Only two years ago Orton starred in the dismal 12 Rounds 2: Reloaded, notable for giving the athletic superstar nothing especially athletic to do. The Condemned 2 is a sequel to the 2007 film that starred Stone Cold Steve Austin, one of the biggest flops in WWE Studios history despite being one of their better projects. The basic "kill or be killed" premise remains the same, only it's never exploited in a way that is remotely compelling. Orton plays bounty hunter Will Tanner, and when we meet him and his team through a series of hyper cool G.I. Joe-esque profiles, they're on the hunt for a major pay day capturing the leader (Wes Studi, given little to do) of a Hunger Games-esque tournament in which contestants are forced to kill one another in televised matches. The operation goes south quickly, the team loses out on some major cash, and Will is in trouble with the law. Turns out law enforcement aren't so cool with the whole bounty hunter thing.

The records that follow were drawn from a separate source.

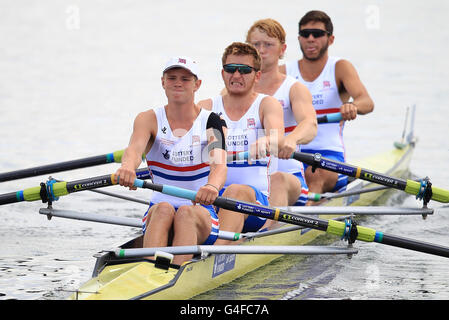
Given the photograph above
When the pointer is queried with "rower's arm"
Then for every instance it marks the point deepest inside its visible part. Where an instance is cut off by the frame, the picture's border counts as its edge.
(216, 128)
(347, 75)
(272, 118)
(304, 112)
(140, 143)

"The Viper" becomes the prey when Raul (Steven Michael Quezada) rebuilds the death match operation and makes Will his primary target. It's not long before Will is kidnapped and thrown into a life or death fight for survival against his former squad, while a bunch of rich fat-cats bet on his chances of survival. What worked in the first film was not only Austin's ability to channel his in-ring character's ornery attitude, but the colorful cast of warriors he was surrounded by who brought an array of interesting fighting styles. This film, which is directed by the generally reliable if unspectacular Roel Reine, is littered with characters WWE would be looking to "future endeavor" at their earliest convenience. Unfortunately that extends to Orton's performance as Will, which is flat and droning like one of his lengthy promos on WWE TV. His opponents are a mish-mash of boring soldiers taking pot shots at him through rifle scopes, or littering the desert sand with land mines. It's a complete waste of an idea that could be executed to make a fun, over-the-top action movie.

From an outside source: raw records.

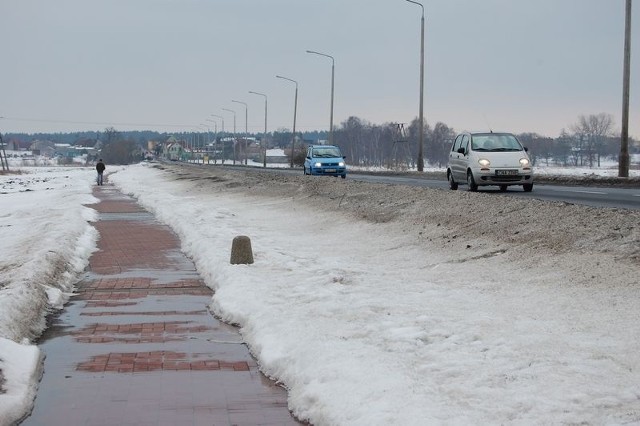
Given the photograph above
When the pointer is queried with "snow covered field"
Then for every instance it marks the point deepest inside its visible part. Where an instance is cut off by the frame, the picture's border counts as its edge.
(369, 303)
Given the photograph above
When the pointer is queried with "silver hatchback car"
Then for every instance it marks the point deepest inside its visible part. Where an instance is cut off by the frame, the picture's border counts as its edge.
(482, 159)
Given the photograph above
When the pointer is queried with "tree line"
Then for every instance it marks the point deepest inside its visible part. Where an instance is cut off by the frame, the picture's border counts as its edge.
(390, 145)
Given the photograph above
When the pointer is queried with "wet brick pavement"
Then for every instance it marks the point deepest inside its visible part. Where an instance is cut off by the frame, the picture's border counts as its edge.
(137, 346)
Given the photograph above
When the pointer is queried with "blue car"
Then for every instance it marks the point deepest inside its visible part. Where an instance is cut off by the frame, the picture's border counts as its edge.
(325, 160)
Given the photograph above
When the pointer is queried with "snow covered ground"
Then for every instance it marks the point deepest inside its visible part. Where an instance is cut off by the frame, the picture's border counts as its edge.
(365, 320)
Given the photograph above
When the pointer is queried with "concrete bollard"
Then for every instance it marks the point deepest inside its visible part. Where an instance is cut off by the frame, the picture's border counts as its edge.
(241, 252)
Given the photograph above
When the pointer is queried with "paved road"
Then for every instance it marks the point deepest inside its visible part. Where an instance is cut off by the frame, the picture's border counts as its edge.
(608, 197)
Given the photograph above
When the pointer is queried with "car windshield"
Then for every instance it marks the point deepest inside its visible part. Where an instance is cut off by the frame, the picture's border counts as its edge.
(495, 142)
(326, 152)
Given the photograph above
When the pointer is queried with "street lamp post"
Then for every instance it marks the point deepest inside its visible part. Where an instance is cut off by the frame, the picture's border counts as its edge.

The only one appearing to be having any fun is Eric Roberts, who yucks it up as Will's father. He's an old hat at exactly this kind of schlock, and acquits himself well in a role that is both comic relief and red herring. But there's just not much else this film does well. Reine is pretty good at blowing stuff up, and there are a few explosions he probably got a kick out of, but this is a generically choreographed film from start to finish.
There's still potential for the franchise to rebound, and given the resiliency of WWE Studios films it will be given every chance to do just that. But the Randy Orton as leading man experiment has taken another loss, and probably should just stay down for the count.